Less than a minute after Rebecca gave her name to the maître d’, who smiled at her with obvious pleasure, the owner, Anthony DeCarlo, approached.
“Ah, Rebecca,” he said by way of greeting, taking her hand in both of his. “You stay away too long.”
“Anthony,” Rebecca responded quietly. “How are you?”
“I am fine. We are all fine.”
“Good.”
“Come. I have a nice little spot just for you.” He showed them to a secluded table that afforded a view of the sweeping lawns and luxurious gardens. He left them to ponder the eclectic selections artistically displayed on fine parchment menus, promising to send the sommelier immediately.
“Do you come here often?” Catherine asked, more than curious about the special service they were receiving. They had been seated without delay, despite several parties waiting ahead of them.
Rebecca shrugged uncomfortably. “Not for a long time. But whenever I do, Anthony insists on waiting on me himself.”
She’s embarrassed, Catherine thought, intrigued. She waited, knowing there was more.
“His daughter disappeared a few years ago,” Rebecca continued in a low voice, remembering the run-down rooming house and the frightened teenage girls inside. When she looked at Catherine, she couldn’t quite disguise the pain of the memory. After so many girls in so many squalid squats, the sorrow had become a dark ache in her eyes. “She was fifteen years old, working on her back for a pimp who had promised her the excitement a girl her age longs for. What he gave her was a needle in the arm and a beating if she didn’t earn enough.”

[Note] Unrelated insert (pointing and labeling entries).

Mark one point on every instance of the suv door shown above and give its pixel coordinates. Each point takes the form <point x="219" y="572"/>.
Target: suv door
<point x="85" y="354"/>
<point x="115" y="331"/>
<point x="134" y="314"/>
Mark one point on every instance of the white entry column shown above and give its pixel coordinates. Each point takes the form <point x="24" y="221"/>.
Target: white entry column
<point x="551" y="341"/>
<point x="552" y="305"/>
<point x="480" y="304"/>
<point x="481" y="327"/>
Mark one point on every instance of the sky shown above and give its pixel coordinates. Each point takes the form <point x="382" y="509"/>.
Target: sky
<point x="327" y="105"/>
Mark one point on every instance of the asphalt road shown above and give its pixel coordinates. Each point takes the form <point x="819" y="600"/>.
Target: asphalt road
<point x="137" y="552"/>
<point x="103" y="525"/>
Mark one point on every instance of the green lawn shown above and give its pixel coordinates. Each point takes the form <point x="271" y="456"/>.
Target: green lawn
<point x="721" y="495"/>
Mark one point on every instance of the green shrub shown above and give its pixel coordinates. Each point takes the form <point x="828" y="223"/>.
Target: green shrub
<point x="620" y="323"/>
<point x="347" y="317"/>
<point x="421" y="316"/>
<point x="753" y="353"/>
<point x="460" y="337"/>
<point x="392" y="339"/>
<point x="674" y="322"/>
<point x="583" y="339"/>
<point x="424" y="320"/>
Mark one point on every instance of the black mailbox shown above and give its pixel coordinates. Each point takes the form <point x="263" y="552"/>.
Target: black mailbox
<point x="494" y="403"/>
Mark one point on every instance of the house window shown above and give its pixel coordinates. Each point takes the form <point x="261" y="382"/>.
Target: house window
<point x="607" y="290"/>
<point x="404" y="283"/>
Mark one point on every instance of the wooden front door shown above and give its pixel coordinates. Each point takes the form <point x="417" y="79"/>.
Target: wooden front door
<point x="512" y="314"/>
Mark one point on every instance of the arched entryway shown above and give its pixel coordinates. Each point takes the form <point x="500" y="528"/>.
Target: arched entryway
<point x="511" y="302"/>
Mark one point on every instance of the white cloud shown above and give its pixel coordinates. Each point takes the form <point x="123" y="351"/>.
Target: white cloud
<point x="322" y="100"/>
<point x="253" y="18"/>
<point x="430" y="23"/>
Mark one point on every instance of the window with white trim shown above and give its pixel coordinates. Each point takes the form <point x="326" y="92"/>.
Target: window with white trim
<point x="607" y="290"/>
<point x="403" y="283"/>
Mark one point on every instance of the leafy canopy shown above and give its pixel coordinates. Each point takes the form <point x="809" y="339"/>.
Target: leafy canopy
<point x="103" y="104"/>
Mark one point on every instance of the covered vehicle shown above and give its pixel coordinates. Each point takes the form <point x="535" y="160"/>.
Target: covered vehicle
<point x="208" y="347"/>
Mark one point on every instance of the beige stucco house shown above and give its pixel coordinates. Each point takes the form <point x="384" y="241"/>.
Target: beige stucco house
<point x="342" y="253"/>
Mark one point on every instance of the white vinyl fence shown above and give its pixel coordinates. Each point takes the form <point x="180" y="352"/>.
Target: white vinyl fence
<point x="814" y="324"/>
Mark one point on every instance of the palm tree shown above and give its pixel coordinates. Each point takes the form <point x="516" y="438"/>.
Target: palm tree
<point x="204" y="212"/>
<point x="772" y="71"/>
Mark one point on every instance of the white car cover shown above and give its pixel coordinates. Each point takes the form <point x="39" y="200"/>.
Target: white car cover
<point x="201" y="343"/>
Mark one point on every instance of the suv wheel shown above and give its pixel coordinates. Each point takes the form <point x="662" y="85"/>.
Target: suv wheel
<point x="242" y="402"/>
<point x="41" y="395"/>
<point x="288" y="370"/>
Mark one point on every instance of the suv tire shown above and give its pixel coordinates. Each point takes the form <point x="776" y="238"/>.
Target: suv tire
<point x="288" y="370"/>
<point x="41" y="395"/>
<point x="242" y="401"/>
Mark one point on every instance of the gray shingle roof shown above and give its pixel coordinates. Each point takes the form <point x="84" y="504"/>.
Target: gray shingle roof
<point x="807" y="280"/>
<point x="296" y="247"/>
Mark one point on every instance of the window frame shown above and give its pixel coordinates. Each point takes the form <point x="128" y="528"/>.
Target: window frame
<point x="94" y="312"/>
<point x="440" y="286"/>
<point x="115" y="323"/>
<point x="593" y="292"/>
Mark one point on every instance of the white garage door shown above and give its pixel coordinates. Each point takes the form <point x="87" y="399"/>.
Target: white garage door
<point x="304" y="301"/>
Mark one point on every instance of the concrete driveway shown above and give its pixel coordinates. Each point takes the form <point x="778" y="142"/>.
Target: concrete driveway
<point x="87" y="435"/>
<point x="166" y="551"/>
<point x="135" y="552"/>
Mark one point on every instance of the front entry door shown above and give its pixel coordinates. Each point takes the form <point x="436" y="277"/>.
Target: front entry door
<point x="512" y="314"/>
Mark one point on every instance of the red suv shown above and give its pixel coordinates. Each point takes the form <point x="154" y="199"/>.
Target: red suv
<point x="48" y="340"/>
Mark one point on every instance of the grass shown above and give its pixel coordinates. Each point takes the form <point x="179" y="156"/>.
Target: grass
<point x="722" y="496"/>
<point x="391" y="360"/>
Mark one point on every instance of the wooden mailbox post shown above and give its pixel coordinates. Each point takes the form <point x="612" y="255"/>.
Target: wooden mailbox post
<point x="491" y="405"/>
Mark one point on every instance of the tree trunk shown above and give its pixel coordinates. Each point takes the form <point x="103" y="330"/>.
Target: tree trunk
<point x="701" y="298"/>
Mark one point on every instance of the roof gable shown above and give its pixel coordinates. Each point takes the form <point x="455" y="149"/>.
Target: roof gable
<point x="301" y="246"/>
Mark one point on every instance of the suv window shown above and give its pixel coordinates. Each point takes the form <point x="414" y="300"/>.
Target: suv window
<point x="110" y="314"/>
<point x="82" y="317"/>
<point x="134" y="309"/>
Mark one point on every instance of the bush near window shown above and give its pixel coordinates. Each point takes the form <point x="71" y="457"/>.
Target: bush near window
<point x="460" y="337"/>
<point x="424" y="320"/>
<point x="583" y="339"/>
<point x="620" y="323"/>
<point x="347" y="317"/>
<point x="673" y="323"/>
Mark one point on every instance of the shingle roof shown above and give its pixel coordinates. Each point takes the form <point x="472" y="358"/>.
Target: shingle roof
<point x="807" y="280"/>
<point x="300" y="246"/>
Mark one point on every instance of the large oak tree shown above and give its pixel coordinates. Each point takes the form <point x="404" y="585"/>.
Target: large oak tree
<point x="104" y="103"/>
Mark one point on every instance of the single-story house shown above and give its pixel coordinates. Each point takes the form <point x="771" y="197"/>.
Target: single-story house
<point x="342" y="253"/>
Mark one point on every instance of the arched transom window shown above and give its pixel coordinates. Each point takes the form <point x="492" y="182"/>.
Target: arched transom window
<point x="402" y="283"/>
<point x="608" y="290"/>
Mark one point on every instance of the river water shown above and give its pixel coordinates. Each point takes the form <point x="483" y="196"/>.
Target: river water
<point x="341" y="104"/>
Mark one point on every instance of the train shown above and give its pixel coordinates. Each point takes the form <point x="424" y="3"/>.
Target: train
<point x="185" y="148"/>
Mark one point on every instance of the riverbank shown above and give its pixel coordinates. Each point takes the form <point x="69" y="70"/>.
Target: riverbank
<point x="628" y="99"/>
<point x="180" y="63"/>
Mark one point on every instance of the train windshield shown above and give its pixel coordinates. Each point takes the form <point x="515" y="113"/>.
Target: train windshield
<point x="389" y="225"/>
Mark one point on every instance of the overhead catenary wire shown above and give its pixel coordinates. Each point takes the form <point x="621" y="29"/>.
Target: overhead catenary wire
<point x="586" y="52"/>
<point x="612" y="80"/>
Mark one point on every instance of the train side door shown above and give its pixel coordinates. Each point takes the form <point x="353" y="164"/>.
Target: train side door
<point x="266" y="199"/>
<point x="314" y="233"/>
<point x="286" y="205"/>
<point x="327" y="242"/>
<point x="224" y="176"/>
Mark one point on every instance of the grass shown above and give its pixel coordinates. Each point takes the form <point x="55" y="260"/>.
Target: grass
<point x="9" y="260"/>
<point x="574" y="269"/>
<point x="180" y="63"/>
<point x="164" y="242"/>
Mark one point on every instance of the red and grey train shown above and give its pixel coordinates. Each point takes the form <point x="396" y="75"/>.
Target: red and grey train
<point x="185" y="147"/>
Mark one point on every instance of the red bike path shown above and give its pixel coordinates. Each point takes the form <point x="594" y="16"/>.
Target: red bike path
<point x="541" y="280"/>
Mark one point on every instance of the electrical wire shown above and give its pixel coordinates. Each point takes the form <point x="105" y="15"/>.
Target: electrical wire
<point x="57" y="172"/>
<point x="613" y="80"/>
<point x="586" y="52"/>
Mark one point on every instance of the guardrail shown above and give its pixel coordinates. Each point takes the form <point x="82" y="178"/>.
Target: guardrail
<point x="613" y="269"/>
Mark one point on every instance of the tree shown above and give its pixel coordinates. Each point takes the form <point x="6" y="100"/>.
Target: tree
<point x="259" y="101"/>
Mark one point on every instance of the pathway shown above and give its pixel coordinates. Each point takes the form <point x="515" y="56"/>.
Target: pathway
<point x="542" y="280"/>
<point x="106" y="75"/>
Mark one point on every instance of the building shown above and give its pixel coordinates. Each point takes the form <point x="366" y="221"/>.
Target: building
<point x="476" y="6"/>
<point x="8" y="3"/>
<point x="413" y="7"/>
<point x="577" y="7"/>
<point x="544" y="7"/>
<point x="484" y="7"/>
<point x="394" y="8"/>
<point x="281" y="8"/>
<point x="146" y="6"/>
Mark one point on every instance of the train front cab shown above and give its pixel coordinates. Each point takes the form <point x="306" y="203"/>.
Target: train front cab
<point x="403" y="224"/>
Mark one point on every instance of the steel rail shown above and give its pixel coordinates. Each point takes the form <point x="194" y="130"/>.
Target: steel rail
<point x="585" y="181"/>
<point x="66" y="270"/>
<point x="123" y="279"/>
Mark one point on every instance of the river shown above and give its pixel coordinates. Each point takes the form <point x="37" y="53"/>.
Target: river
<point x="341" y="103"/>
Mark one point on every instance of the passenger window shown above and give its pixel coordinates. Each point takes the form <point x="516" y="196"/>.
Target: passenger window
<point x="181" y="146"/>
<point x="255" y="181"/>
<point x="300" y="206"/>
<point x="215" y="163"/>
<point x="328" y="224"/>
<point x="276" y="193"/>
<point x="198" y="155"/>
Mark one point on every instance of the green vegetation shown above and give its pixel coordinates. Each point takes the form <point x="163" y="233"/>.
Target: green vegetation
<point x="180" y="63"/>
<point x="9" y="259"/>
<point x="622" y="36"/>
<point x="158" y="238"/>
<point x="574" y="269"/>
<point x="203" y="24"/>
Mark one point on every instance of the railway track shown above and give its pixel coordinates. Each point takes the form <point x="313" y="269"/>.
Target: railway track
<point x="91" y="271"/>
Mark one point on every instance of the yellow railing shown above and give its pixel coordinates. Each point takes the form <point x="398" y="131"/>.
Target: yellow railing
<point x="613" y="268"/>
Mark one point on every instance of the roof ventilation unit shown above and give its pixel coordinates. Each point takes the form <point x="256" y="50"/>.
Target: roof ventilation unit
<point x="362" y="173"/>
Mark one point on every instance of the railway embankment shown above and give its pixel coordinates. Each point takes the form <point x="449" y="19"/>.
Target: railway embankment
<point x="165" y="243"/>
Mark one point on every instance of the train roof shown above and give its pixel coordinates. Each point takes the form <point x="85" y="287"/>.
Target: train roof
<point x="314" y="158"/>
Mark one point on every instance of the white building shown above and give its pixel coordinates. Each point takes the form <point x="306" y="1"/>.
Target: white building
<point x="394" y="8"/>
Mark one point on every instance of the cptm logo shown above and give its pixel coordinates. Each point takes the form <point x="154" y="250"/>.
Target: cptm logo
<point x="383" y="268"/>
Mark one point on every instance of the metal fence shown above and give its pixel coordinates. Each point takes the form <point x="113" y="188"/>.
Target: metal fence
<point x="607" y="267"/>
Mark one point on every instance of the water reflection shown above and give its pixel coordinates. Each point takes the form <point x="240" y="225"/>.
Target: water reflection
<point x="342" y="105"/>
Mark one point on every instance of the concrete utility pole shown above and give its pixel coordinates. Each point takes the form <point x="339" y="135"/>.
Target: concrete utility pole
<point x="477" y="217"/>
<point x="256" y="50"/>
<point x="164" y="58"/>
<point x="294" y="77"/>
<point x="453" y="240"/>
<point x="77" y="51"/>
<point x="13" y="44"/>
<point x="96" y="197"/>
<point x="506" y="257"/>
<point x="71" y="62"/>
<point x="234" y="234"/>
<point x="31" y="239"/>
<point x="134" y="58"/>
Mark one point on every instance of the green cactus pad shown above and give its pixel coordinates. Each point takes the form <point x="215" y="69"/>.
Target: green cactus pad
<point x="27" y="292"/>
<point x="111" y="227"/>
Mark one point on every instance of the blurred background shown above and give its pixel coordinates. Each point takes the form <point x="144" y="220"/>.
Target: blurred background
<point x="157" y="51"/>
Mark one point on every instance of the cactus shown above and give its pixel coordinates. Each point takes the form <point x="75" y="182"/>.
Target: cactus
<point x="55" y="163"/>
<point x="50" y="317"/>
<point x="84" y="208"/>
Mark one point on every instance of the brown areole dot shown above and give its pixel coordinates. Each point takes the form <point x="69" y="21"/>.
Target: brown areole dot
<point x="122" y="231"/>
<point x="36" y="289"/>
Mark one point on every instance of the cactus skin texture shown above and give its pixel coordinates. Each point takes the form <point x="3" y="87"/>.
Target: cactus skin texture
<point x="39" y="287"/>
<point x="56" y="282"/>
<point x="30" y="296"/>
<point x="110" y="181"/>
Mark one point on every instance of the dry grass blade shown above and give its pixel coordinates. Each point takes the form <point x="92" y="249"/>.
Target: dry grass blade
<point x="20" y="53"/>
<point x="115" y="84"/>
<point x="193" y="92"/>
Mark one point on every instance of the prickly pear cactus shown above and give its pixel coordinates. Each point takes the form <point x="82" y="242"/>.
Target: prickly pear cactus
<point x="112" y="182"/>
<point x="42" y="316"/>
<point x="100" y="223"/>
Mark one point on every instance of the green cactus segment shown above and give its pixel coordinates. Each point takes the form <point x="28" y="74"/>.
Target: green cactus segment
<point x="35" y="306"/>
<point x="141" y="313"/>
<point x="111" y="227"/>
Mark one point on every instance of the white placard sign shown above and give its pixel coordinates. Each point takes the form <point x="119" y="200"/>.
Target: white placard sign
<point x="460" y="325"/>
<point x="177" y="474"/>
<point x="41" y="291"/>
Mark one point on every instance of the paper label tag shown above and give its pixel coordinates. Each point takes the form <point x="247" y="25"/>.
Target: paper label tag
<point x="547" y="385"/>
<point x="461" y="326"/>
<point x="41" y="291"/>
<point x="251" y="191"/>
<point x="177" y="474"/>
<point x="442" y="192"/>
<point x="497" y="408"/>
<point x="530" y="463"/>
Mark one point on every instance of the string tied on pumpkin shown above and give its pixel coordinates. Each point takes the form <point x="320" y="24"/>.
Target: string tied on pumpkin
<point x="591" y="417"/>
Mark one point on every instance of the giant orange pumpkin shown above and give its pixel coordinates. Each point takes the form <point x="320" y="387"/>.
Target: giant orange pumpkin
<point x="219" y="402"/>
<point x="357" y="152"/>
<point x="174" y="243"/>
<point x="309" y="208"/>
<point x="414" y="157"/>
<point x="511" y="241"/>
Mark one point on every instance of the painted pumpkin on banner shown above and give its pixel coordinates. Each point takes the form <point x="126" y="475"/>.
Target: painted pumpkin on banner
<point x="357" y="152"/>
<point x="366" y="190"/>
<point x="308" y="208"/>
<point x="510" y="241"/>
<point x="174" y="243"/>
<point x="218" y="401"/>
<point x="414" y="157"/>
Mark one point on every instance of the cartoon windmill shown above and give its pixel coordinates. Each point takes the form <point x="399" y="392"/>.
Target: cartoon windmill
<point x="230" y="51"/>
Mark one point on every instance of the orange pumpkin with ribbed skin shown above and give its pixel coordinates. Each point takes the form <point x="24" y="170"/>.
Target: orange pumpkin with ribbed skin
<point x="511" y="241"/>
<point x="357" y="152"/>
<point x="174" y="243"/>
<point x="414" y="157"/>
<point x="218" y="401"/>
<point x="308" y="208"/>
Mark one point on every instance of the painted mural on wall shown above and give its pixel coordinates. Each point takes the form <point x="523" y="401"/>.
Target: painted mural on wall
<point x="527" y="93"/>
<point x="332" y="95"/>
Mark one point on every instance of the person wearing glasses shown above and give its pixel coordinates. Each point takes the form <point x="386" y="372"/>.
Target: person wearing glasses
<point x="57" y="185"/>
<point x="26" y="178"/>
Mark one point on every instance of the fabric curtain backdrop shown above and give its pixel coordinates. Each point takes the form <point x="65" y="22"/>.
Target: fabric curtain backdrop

She hesitated, wondering how to describe the rest. She didn’t know how to explain what she felt when she found Anthony’s youngest daughter strung out on smack and turning tricks for twenty dollars a pop—anger so intense that she forgot she was a cop. Her overwhelming need to stop the waste and the abuse blinded her to the consequences of what she was doing. She’d been on the verge of beating the young pimp with her bare hands and, if Jeff hadn’t interceded, she probably would have done serious damage. She was grateful now that Jeff had stopped her, but the rage still seethed, fueled by her daily witness of the devastation of lives and the destruction of dreams.